The “Obama's Katrina” meme continues to thrive as an odd media house of mirrors, in that journalists still can't find anybody of importance or stature to suggest the government's response to BP's oil catastrophe is a lot like the Bush administration's historically inept response to Hurricane Katrina. But that still isn't stopping journalists from pushing the angle.
And specifically, not journalists at Politico.
I wrote about this troubling media trend yesterday and pointed out that after looking at a mountain of news coverage from last week when the “Obama's Katrina” was born, that I could not find a single disaster or emergency response expert who made the Katrina connection. I couldn't even find Republican members of Congress making that charge against the White House.
Instead, it was Beltway journalists who connected the imaginary dots. And it's journalists this week who are still trying to keep the smear campaign alive.
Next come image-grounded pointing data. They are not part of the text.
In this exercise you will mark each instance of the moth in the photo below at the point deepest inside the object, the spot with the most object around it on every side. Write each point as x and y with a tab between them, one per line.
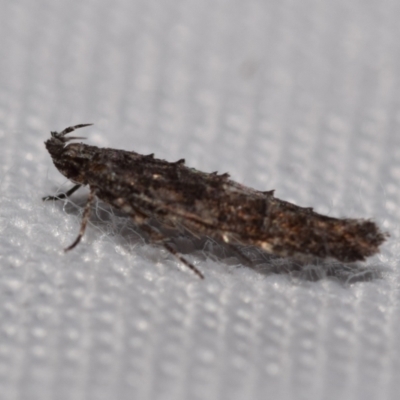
205	204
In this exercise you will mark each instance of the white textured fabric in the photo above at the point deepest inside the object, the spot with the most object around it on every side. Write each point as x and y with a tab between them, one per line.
297	96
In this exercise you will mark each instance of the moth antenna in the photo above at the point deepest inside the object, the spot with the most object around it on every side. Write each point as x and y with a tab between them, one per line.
74	138
72	128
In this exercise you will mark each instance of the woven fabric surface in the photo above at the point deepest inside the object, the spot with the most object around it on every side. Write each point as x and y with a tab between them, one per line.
297	96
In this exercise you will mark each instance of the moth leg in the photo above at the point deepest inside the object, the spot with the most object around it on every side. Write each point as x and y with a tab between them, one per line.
156	236
85	219
63	195
239	253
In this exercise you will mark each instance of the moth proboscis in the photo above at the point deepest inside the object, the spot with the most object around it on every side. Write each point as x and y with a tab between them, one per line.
207	204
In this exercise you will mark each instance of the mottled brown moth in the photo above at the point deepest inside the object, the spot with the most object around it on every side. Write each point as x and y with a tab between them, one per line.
206	204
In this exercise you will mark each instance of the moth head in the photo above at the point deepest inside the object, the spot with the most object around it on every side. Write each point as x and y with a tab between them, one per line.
56	143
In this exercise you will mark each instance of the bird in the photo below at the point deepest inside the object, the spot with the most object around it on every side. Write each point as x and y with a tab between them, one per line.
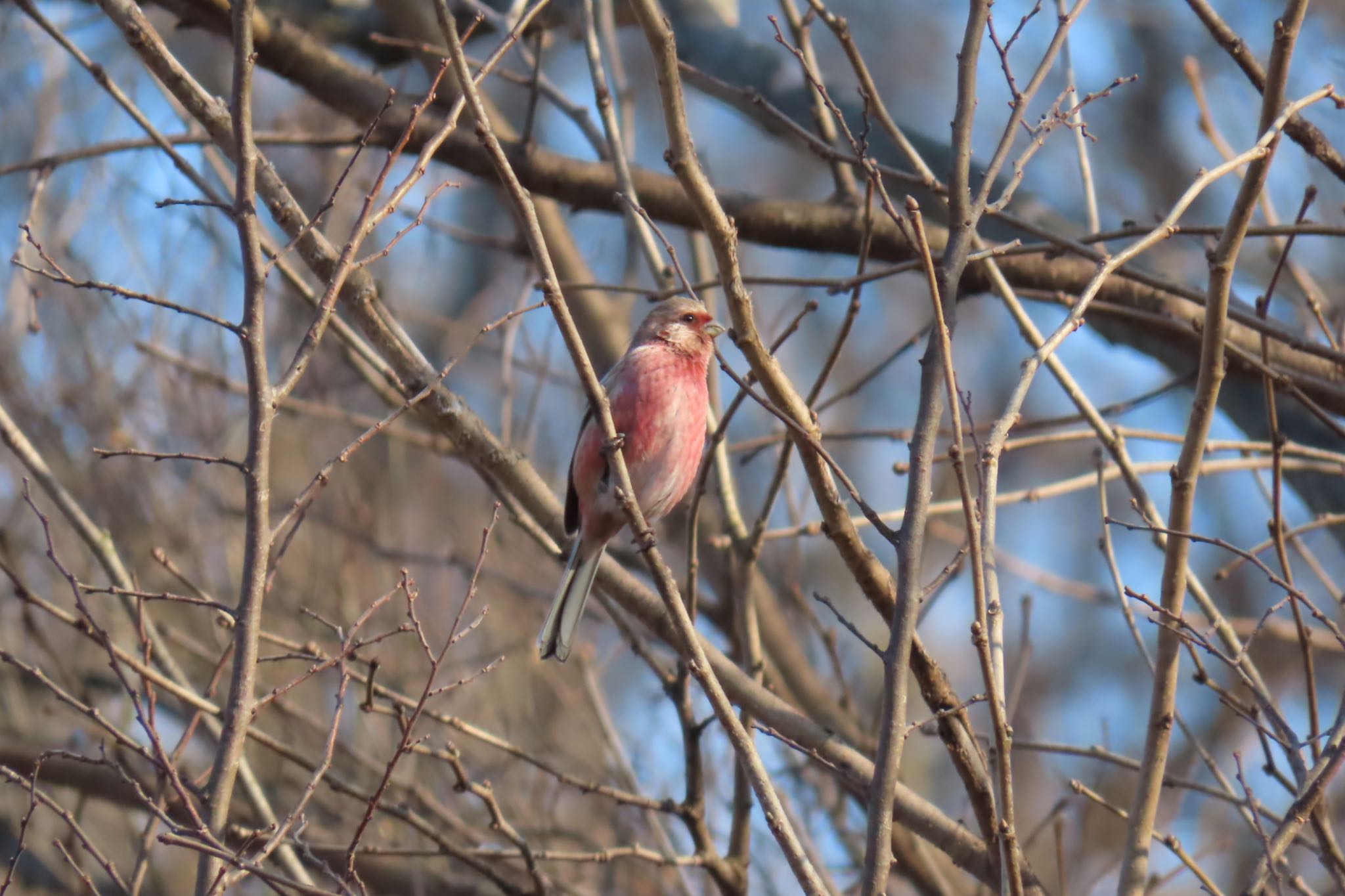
658	396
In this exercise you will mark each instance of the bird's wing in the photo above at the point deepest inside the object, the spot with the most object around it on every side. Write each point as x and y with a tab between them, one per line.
572	499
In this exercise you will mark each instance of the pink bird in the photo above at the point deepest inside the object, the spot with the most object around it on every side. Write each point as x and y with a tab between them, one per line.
658	398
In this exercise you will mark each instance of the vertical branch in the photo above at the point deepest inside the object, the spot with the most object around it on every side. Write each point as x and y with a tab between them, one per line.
257	463
686	641
894	692
1080	137
1134	870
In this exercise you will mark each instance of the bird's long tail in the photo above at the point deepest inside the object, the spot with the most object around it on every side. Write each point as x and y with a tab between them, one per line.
568	605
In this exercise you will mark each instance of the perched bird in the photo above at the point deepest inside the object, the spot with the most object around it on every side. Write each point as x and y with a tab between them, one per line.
658	399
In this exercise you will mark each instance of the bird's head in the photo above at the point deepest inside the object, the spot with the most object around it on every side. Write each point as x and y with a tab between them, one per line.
682	324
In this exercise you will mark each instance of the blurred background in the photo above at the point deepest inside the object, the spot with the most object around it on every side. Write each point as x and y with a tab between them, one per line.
84	370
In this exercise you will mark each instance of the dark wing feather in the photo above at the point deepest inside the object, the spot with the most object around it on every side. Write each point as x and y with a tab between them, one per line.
572	499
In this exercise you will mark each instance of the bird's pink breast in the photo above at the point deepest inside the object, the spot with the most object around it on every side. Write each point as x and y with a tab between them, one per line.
658	399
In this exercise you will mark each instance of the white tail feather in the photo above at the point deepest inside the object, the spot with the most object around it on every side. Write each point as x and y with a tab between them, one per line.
563	620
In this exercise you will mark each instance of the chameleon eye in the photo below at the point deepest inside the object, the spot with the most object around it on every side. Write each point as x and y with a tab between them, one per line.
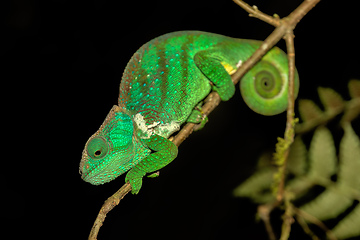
97	148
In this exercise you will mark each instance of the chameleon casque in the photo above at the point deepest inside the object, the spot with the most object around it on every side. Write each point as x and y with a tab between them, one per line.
161	86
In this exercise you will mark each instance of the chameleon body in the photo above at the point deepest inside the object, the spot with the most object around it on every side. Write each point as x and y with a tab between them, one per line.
161	85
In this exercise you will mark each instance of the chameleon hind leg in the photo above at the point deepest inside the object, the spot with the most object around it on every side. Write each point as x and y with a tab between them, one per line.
197	116
164	152
212	67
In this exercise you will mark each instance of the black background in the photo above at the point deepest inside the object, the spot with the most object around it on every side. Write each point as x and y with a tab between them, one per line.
63	65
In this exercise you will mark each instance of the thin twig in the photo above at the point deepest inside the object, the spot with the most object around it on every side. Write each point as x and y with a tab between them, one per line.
108	205
264	213
289	131
255	12
315	221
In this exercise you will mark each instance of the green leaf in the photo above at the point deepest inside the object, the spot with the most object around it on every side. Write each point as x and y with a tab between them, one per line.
329	204
257	187
349	226
322	155
349	159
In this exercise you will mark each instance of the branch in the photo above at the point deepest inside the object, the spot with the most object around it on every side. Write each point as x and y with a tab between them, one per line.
283	27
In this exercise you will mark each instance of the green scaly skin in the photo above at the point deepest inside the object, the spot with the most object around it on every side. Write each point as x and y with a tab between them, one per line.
162	83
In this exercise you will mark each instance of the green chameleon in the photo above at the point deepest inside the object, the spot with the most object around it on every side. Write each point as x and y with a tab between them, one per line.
161	86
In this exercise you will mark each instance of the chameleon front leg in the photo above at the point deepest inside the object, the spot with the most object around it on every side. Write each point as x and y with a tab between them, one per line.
164	152
211	66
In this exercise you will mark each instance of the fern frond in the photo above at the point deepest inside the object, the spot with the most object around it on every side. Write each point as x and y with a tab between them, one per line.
331	100
354	88
349	159
349	226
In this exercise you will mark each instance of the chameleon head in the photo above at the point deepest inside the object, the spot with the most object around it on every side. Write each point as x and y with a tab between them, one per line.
112	150
265	87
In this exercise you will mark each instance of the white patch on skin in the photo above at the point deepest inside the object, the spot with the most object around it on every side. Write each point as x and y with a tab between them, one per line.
239	64
155	128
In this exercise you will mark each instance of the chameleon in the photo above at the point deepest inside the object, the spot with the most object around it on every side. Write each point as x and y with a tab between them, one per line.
163	86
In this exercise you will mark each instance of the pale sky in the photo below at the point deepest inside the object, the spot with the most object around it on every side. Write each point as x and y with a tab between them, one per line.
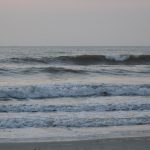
75	22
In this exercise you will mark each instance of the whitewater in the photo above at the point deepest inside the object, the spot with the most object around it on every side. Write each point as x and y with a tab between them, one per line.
73	87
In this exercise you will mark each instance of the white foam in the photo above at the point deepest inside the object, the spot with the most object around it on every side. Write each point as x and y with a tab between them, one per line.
117	57
72	90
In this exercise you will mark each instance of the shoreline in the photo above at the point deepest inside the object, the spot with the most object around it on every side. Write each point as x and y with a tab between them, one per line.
128	143
107	138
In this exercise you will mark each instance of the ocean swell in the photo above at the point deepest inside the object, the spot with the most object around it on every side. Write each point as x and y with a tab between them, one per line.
86	59
72	90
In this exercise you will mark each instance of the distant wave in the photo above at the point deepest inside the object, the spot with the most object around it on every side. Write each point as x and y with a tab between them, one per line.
33	70
72	90
75	108
61	121
86	59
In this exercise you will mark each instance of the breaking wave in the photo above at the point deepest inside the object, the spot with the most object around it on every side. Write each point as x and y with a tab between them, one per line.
72	90
86	59
68	122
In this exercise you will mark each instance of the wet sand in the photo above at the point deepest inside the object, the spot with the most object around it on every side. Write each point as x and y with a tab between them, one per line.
141	143
106	138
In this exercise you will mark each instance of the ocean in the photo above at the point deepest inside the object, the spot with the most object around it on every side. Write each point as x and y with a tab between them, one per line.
73	87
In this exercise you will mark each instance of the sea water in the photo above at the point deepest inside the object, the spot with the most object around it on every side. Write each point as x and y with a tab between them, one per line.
75	87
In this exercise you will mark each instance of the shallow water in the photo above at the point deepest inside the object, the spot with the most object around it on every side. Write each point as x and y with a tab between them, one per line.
49	87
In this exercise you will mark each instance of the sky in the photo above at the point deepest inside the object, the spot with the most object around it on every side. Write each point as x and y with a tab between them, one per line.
75	22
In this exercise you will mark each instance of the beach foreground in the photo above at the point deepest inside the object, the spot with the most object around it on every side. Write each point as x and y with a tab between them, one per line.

Note how Politico dealt with the topic [emphasis added]:
So there was a “little bit of panic,” according to one administration official, when White House aides sensed the oil spill narrative getting away from them last week. The White House was particularly alarmed by the rash of stories comparing the Obama administration's initial response with President George W. Bush's sluggish response in the wake of Hurricane Katrina in 2005.
See, “Obama's Katrina” has now been established as fact. Meaning, Politico noted a “rash of stories” made the unflattering comparison between the response to the oil spill and the one to Katrina. But again, nowhere in those “rash of stories,” did journalists ever actually find anyone who was making direct comparison.
Instead, journalists pointed to faceless (imaginary?) “critics” and “some people,” and then just kept repeating the talking point. And now, five days later, journalists refer to the comparison as an established fact, even though the only people originally making the claim were journalists. (Later followed by partisan AM talkers and the Opposition Party at Fox News.)
Worse, look at Politico's lede:
The ferocious oil leak in the Gulf of Mexico is threatening President Barack Obama's reputation for competence, just as surely as it endangers the Gulf ecosystem.
That's just pure conjecture. Politico couldn't-- and didn't-- point to any evidence that Obama's reputation for competence was endangered by the oil spill. So now, not only did journalists invent the “Obama's Katrina” attack based on no evidence, they're claiming, also without any evidence, that the phony charge (that they concocted) is taking a toll.
Welcome to the “Obama's Katrina” mouse of mirrors. Or, who needs the RNC research department when you've got the Beltway press corps?